Debates within the European Union on agricultural policies are less and less solely about the Common Agricultural Policy and increasingly about agricultural land policies. The multiplication of reports from the European Parliament on the subject these last few years are proof of that trend1. Decrease of the number of farmers, aging of the overall farming population, concentration sometimes excessive of farms indeed seem to be common preoccupations tp the majority of European rural areas.
These stakes nonetheless take a sharper tone in member states who have joined since the 2000s. A series of disputes between the Union and several countries (Bulgaria, Hungary, Lituania, Latvia and Slovakia) have emerged after the implementation of restrictions to the access to land property which are considered non euro-compatible. Clarifying the latitudes of manoeuver of legislators to make the agricultural land ownership rules evolve while staying compliant with European treaties is all the more crucial for countries who, with the collectivization of land and then the decollectivization, have known a major disruption in the progressive consolidation of ownership rules adapted to agriculture. It is also an important subject for western European countries where agricultural land policies knew different evolutions and are also questioned by investment ways that, even if they differ for a good part, can come into sense with the theme of “land grabbing” seen especially in developing countries.
In order to operate this classification, and through the European Parliament’s demand, the Commission just published a communication on the acquisition of agricultural land and the European Union law2, which we summarized here.
In first place, the Commission makes the point that if European Treaties shall not prejudice member states’ rules governing the system of ownership3, this disposition can’t stop “the fundamental freedoms or other basic Treaty principles from applying”. In particular, the free movement of capital, freedom of establishment and legal certainty cannot be impeded without being justified by superior public interest, via measures that are non-discriminatory, adapted and proportionate to the seeked objective.

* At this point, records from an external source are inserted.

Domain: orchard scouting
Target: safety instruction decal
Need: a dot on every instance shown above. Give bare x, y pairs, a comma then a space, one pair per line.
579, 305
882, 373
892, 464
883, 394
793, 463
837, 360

Legitimate objectives of agricultural policies
On the basis of the Court of Justice of the European Union’s jurisprudence (CJEU) in which is said it recognizes “the specific nature of agricultural land”, this communication lists the “agricultural policy objectives that may justify restrictions on fundamental freedoms”. This includes the entirety of usually found objectives for structural policy objectives: consolidating farms, preventing land speculation, maintaining a rural population, favoring the traditional owner-occupancy use of agricultural land. To this list can be added two objectives non-specific to agriculture, namely protecting a permanent population and an autonomous economic activity from the tourism industry and preserving military spaces.
By going through the different types of land market restrictions and by indicating in what way each of them can, or cannot, be considered acceptable, the Commission is shaping the outline of an ideal euro-compatible land policy.
Banned restrictions
Among the banned restrictions, we find those relating to the buyer’s nationality, his domiciliation or his knowledge of the local language. We can however note that there is a distinction between Europeans and third countries’ nationals, the restrictions against the latter being considered as potentially acceptable.
Restricting the access to legal entities is also deemed contrary, in particular, to the freedom of establishment. However the communication highlights the recent legal evolutions that aim at increasing transparency on true owners of companies and trusts4.
Moreover, the criteria relating to the buyer’s activities appear disproportionate: the rules cannot restrain land buying to farmers only, nor can they force the buyer to farm the land he just bought himself.
Acceptable restrictions
On the other hand, the Commission puts forth the advantages of a preemption right which gives priority to picked out potential buyers, rather than an forbidding and excluding logic depending on people’s attributes. Therefore, preliminary authorization systems by the administration are considered valid because they allow to assert these rights and as long as they are based on objective, non-discriminatory and determined in advance criteria. The legal certainty is much better that way because a preliminary authorization procedure avoids having to use transaction cancellations afterwards.
Moreover, two other types of controls can be justified: the control on prices and acquisition caps. In the first instance, a restriction of price liberty can be justified if their levels are unreasonable, speculative or if they endanger the farms profitability. In the instance of agricultural land privatization, the report explains that the method of selling price determination must be sufficiently robust for the agreed discount not to be considered State aid.
Finally the communication specifies that the capping of the size of the land property bought or owned, even if it is a restriction on the free circulation of capital, can be a suitable measure to “prevent excessive land ownership concentration to support family farming and the development of medium-sized farms”.
Frédéric Couleux, Director of studies of Agriculture Strategies
1 See in particular, European Parliament, « Report on the state of play of farmland concentration in the EU: how to facilitate the access to land for farmers?”, 2016/2141 (INI), or European Parliament, Directorate-general for internal policies, Extent of Farmland Grabbing in the EU, study, 2015
2 http://eur-lex.europa.eu/legal-content/FR/TXT/PDF/?uri=CELEX:52017XC1018(01)&from=EN
3 Cf . Article 345 of the TFEU
4 A reference is made to the 2015/849 directive about the prevention of the use of financial systems with the intent of laundering capital or financing terrorism.